Boris Johnson has been hammered for using IQ to justify inequality.
You don’t need me to tell you in how many ways his attitude stinks.
But, even while you hate his attitude, you might be worrying that the statistics he quoted were arresting.
Here is what he said:
“Whatever you may think of the value of IQ tests, it is surely relevant to a conversation about equality that as many as 16 per cent of our species have an IQ below 85, while about 2 per cent… have an IQ above 130.”
So – cleverness seems incredibly rare. Only 2%! But not-so-cleverness seems alarmingly common. 16%.
So maybe inequality is an inevitable consequence of the unfortunate distribution of brain cells.
A lot of us are twits. Only a few of us are clever. So only a few get the wealth. It’s nobody’s fault but God’s.
But just in case nobody sets this statistical mischief straight for you, look at what BoJo has done.
At the clever end of the scale, he’s gone 30 points above 100.
But in the other direction, he’s only gone 15 points below 100.
So of course there are more below 85 than there are above 130.
Had he gone the SAME number of points down as up, and chosen to say how many people have an IQ below 70, guess what the number would be?
It would be 2%. The SAME as the number above 130.
This is because the distribution of IQ follows a ‘normal distribution’ – see the bell curve below.

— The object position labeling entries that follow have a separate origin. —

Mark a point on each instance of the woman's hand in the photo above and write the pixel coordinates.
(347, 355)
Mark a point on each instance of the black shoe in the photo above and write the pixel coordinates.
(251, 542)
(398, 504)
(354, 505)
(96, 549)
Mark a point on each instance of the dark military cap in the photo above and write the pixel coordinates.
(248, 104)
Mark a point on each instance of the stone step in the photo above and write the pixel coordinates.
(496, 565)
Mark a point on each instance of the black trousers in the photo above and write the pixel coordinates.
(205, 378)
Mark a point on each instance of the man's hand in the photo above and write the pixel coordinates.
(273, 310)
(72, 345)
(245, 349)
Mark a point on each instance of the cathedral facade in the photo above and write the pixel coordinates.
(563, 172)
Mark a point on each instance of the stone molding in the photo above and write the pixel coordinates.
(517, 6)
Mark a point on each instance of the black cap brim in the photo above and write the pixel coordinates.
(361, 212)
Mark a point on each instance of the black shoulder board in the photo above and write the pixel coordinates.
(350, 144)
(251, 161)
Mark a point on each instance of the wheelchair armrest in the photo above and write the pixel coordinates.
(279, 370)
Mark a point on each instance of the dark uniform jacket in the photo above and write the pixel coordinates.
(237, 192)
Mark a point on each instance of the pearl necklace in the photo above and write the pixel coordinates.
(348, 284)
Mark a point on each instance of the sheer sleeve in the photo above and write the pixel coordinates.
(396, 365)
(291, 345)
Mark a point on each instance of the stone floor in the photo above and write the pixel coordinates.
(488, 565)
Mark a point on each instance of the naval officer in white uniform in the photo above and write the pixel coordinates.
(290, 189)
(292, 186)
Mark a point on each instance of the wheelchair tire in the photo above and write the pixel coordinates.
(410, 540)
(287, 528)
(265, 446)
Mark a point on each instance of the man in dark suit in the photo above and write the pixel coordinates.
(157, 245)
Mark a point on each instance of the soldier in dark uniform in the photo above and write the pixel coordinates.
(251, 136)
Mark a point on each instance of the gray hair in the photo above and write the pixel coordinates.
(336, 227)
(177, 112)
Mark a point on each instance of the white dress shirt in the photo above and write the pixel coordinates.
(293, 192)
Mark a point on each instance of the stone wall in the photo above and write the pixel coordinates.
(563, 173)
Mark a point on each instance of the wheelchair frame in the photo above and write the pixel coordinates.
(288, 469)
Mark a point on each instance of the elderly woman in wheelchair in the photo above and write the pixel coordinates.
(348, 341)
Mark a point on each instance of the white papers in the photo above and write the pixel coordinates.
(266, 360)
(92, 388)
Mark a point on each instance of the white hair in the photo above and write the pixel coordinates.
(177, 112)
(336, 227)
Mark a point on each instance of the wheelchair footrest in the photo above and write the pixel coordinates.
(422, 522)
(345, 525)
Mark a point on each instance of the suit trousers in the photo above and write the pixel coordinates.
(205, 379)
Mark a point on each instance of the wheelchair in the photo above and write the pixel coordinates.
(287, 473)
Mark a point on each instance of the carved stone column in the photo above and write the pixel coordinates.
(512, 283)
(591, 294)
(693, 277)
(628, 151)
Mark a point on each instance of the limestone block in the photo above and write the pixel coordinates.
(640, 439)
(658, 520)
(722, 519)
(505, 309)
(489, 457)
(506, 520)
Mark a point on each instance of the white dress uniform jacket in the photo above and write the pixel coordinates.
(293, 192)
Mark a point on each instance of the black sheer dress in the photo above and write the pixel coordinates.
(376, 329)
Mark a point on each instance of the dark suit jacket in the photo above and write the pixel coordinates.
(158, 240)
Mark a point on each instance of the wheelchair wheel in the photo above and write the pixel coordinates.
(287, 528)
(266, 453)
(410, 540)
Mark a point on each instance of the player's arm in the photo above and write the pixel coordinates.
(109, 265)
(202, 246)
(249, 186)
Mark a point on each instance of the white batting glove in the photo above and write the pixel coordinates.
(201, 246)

What you need to know is that it is mirror-shaped. There are just as many of us with low IQs as there are with high IQs, and the pattern is THE SAME as you move further from the centre. It doesn’t matter which direction you go, up or down.
What BoJo should have said is:
“Whatever you may think of the value of IQ tests, it is surely relevant to a conversation about equality that just 2 per cent of our species have an IQ below 70, and just 2 per cent… have an IQ above 130.”
In other words, we’re all in this bell curve together.